Why does using a smaller NN seems like to have a regularization effect?

Thanks

Why does using a smaller NN seems like to have a regularization effect?

Thanks

It is the case that using a smaller (simpler) NN architecture and using regularization are two different ways to approach the problem of overfitting (high variance). I am not a theoretician or an expert in any of this, so it’s also possible that the two methods are theoretically equivalent. But it is common in mathematics that things can be theoretically equivalent, but not equivalent in practical terms. Let’s suppose that you have an overfitting problem and want to approach that by using a simpler network. The issue you immediately face is that there are lots of “degrees of freedom” in terms of ways you could approach that: you could decrease the number of neurons in some or all of the hidden layers. You could try fewer hidden layers, but perhaps with a few more neurons in some of them such that the aggregate complexity is lower. But for every choice like that, you then have to retrain your network and compare the results. So it will be a complicated search space and require some thinking about how to explore that space in an organized and efficient way. As an alternative, consider how you could appoach that by using L2 regularization: you only have one “knob” to turn, which is the \lambda value to use. That’s a linear space to search, so you could just pick a few \lambda values across a range from small to large and then fine-tune from there.
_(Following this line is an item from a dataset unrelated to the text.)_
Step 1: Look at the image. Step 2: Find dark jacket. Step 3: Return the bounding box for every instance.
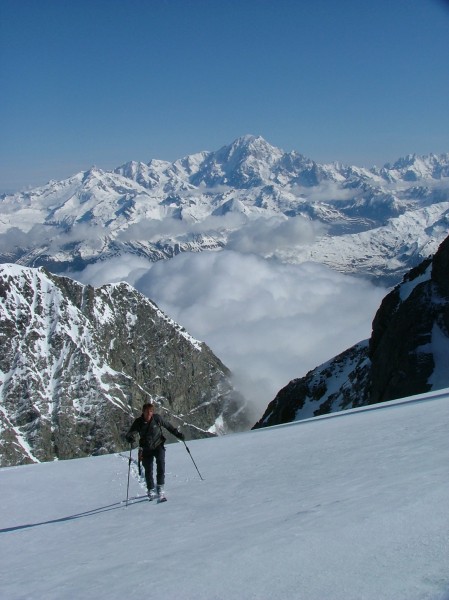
[127,414,182,450]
In other words, you could achieve the same goal by using a smaller NN architecture, but it might be easier to just start with a network that is a bit too complex (overkill) and then dial in just the right amount of regularization.

Please note that I am just a fellow student and do not have any practical experience applying these techniques. So the above is just an idea that I’m suggesting, not something I’ve heard Prof Ng specifically state.

If I’m missing your point, please let me know.